Sur les murs de votre studio où nous sommes, il y a de nombreux disques d’or, d’argent, de platine, d’artistes de variétés dont certains sont des stars. Comment êtes-vous entré dans ce monde-là ?
C’est à dire en tant que pianiste, synthé etc. J’étais bien reconnu tout en cultivant ma propre carrière de compositeur à travers les groupes de jazz rock. J’ai fait des albums, j’ai rencontré des musiciens excellents, j’ai enregistré à New York avec le violoniste américain David Rose et le groupe Blue Rose. Je faisais ma carrière de jazz fusion et parallèlement je travaillais avec plein de chanteurs, de chanteuses…
Mais comment vous connaissaient-t-ils?
C’est le bouche à oreille, cela se fait de cooptation en cooptation.
Vous avez eu beaucoup de chance !
Oui il y a le facteur chance. J’ai commencé très jeune, j’avais 20 ans et j’avais pas mal d’années de musique classique, et de musicien de bal. J’avais 13 ans quand j’ai commencé dans les bals. J’avais donc sept ans de métier avec une formation complète. J’écrivais les orchestrations pour les cuivres, le rythme and blues. Tout allait assez vite et puis, à un moment, j’ai rencontré Michel Berger…
Comment l’avez-vous connu ?
Il était précurseur dans les arrangements dans les débuts des années 80. C’était la mode des synthés. A un moment donné il avait voulu changer la formule des orchestres qui l’accompagnaient et il a dit à un de ses musiciens qu’il avait besoin de deux jeunes claviers qui soient très bons. Mon nom est venu, et celui de mon frère qui a le même cursus. Cela s’est très bien passé et on a fait les Zénith à Paris avec France Gall. Après, Michel m’a fait venir pour ses albums et j’ai eu un parcours avec lui jusqu’à ce que le pauvre s’en aille. Je suis devenu l’arrangeur de « Starmania ». Puis avec Plamondon j’ai fait l’album de Céline Dion comme arrangeur et musicien. Parallèlement, je continuais les pubs en tant que compositeur, les courts-métrages et les longs-métrages. J’ai fait un album de piano solo, pour mon père qui voulait que je sois concertiste : sur une face du Satie et sur l’autre mes propres compositions. J’avais rempli le contrat ! Sur cet album il y avait un thème qu’a adoré un jeune réalisateur, qui a voulu que cela soit le thème de son film. C’était Didier Haudepin qui faisait son premier film « Paco L’Infaillible » avec Patrick Dewaere. J’avais 26 ans et c’était mon premier long-métrage !

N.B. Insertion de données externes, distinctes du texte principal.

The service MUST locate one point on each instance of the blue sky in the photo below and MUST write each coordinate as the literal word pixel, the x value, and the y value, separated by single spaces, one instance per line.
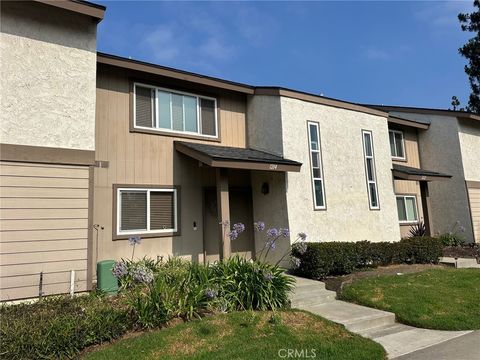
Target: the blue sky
pixel 384 52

Et avec Pierre Jolivet, comment s’est formé votre couple ?
On a fait huit films ensemble ! Pour ses derniers, c’est son fils qui compose. Pierre avait un duo avec son frère Marc. J’avais fait des disques comme musicien avec eux. On était de la même génération avec le même humour et les mêmes conneries. Puis on s’est perdu de vue. Pierre, en écrivant le scénario de son premier film, écoutait en boucle des copies cassettes de disques que lui avait faites un copain. Il a voulu savoir ce qu’était un disque. C’était un Epic Sony américain. Et il voit mon nom comme compositeur, avec mon copain violoniste chanteur New Yorkais ! Et c’est ainsi que j’ai fait la musique de son film Strictement Personnel avec Pierre Arditi ! C’était en 1985. D’autres films ont suivi, tous dans des styles différents. C’est arrivé parce que je laisse toujours des traces ! Pierre m’a appelé parce qu’il avait entendu cet album de jazz fusion. Mais mes musiques n’ont rien à voir avec celles que j’ai composé pour lui !

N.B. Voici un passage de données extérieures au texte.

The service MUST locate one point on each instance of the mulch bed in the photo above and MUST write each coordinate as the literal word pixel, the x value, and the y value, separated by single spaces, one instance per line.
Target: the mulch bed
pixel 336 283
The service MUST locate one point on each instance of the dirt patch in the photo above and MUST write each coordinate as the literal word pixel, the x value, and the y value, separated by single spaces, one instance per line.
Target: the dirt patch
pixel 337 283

Comment était votre collaboration ?
C’était génial ! C’était toujours différent : soit j’avais le scénario avant, soit il fallait composer sur film fini. Le pire qu’il m’ait fait, c’était pour Fred , avec Vincent Lindon : on va au studio de mixage chez SIS pour une projection et il me dit qu’il n’y aura pas de musique ! Il me dit que si j’ai une idée de musique, il veut bien l’écouter, mais que, pour lui, le film marche sans ! Là il mettait la barre très haut ! Avec mon pote Jannick, on lui en a proposé. Et il y a bien 15 minutes de musique dans le film ! Pour Frère du Guerrier je suis allé chercher des instruments moyenâgeux en mélangeant des timbres bizarres. Ce qui était bien avec Pierre c’est qu’il faisait des films de genres différents. Moi ça m’éclatait cette diversité. Avec En Plein Coeur on a fait de la musique techno…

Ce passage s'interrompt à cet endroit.